Great! You get a compile-time error when you try to dot vectors whose lengths don't match.

Here's an attempt at a function to concatenate vectors together:

-- This won't compile because the type checker can't deduce the length of the returned vector
-- VNil +++ ys = ys
-- (VCons x xs) +++ ys = VCons x (concat xs ys)

The length of the output vector would be the sum of the lengths of the two input vectors. We need to teach the type checker how to add Nats together. For this we use a type-level function:

type family (n :: Nat) :+: (m :: Nat) :: Nat where
    Z :+: m = m
    (S n) :+: m = S (n :+: m)

This type family declaration introduces a function on types called :+: - in other words, it's a recipe for the type checker to calculate the sum of two natural numbers. It's defined recursively - whenever the left operand is greater than Zero we add one to the output and reduce it by one in the recursive call. (It's a good exercise to write a type function which multiplies two Nats.) Now we can make +++ compile:

infixr 5 +++
(+++) :: Vec n a -> Vec m a -> Vec (n :+: m) a
VNil +++ ys = ys
(VCons x xs) +++ ys = VCons x (concat xs ys)

Here's how you use it:

ghci> VCons 1 (VCons 2 VNil) +++ VCons 3 (VCons 4 VNil)
VCons 1 (VCons 2 (VCons 3 (VCons 4 VNil)))

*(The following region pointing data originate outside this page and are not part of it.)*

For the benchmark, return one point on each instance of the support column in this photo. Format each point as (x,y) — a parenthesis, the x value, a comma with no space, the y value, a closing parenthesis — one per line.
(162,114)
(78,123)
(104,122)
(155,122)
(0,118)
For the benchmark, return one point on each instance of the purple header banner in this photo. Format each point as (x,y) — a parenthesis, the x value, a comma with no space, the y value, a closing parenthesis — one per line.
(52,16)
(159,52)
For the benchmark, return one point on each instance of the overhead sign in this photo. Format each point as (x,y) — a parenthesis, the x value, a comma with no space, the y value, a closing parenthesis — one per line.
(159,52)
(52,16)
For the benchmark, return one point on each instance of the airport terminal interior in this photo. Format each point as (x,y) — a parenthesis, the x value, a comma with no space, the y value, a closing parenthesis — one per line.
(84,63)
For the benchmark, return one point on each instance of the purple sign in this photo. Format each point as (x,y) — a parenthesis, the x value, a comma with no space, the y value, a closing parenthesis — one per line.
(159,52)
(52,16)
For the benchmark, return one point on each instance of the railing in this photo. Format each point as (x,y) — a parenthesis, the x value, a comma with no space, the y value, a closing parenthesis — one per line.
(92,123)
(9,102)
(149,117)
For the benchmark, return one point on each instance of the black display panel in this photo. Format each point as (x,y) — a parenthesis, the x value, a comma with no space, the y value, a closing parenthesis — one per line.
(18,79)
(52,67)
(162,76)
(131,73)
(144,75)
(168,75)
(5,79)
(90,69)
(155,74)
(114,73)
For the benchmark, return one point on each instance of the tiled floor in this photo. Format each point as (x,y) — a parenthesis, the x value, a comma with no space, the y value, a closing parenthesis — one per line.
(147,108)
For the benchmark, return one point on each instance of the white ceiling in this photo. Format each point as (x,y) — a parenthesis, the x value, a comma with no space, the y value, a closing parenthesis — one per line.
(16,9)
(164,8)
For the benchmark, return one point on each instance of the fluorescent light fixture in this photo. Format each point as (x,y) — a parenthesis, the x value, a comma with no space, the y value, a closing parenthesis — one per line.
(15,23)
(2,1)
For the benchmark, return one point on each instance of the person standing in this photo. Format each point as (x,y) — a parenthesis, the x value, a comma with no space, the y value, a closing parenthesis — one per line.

So far so simple. What about when we want to do the opposite of concatenation and split a vector in two? The lengths of the output vectors depend on the runtime value of the arguments. We'd like to write something like this:

-- this won't work because there aren't any values of type `S` and `Z`
-- split :: (n :: Nat) -> Vec (n :+: m) a -> (Vec n a, Vec m a)

but unfortunately Haskell won't let us do that. Allowing the value of the n argument to appear in the return type (this is commonly called a dependent function or pi type) would require "full-spectrum" dependent types, whereas DataKinds only gives us promoted type constructors. To put it another way, the type constructors S and Z don't appear at the value level. We'll have to settle for singleton values for a run-time representation of a certain Nat.*

data Natty (n :: Nat) where
    Zy :: Natty Z  -- pronounced 'zed-y'
    Sy :: Natty n -> Natty (S n)  -- pronounced 'ess-y'
deriving instance Show (Natty n)

For a given type n (with kind Nat), there is precisely one term of type Natty n. We can use the singleton value as a run-time witness for n: learning about a Natty teaches us about its n and vice versa.

split :: Natty n ->
         Vec (n :+: m) a ->  -- the input Vec has to be at least as long as the input Natty
         (Vec n a, Vec m a)
split Zy xs = (Nil, xs)
split (Sy n) (Cons x xs) = let (ys, zs) = split n xs
                           in (Cons x ys, zs)

Let's take it for a spin:

ghci> split (Sy (Sy Zy)) (VCons 1 (VCons 2 (VCons 3 VNil)))
(VCons 1 (VCons 2 VNil), VCons 3 VNil)
ghci> split (Sy (Sy Zy)) (VCons 3 VNil)
<interactive>:116:21:
    Couldn't match type ‘'S ('Z :+: m)’ with ‘'Z’
    Expected type: Vec ('S ('S 'Z) :+: m) a
      Actual type: Vec ('S 'Z) a
    Relevant bindings include
      it :: (Vec ('S ('S 'Z)) a, Vec m a) (bound at <interactive>:116:1)
    In the second argument of ‘split’, namely ‘(VCons 3 VNil)’
    In the expression: split (Sy (Sy Zy)) (VCons 3 VNil)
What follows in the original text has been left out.